Continuity in Composite functions

**pankaj** · September 4th 2008, 04:35 AM

If $\lim_{x\to a}g(x)$ exists then is it proper to say that
$ \lim_{x\to a}f(g(x))=f(\lim_{x\to a}g(x)) $ provided f(x) is continuous at x=a.

I read this somewhere and do not believe it to be authentic.
I have come across many examples which appear to support the above statement but then there are other examples which do not support this.

If it is true then is there a rigorous proof in support of this.

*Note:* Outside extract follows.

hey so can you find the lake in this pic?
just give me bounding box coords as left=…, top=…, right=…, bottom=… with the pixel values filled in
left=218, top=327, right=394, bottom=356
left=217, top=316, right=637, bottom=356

One example that I have is as follows:
$f(x)=[x]$
$ g(x)=\frac{sinx}{x} $
In this case is
$ \lim_{x\to 0}f(g(x))=f(\lim_{x\to 0}g(x)) $

Another example that i have is:
$f(x)=[x]$
$ g(x)=\frac{tanx}{x} $
In this case is
$ \lim_{x\to 0}f(g(x))=f(\lim_{x\to 0}g(x)) $
Would be really grateful if someone verifies this for me
Thanx in advance
Also i must mention that [x] denotes the greatest integer less than or equal to x

**ThePerfectHacker** · September 4th 2008, 06:49 AM

Originally Posted by pankaj

If $\lim_{x\to a}g(x)$ exists then is it proper to say that
$ \lim_{x\to a}f(g(x))=f(\lim_{x\to a}g(x)) $ provided f(x) is continuous at x=a.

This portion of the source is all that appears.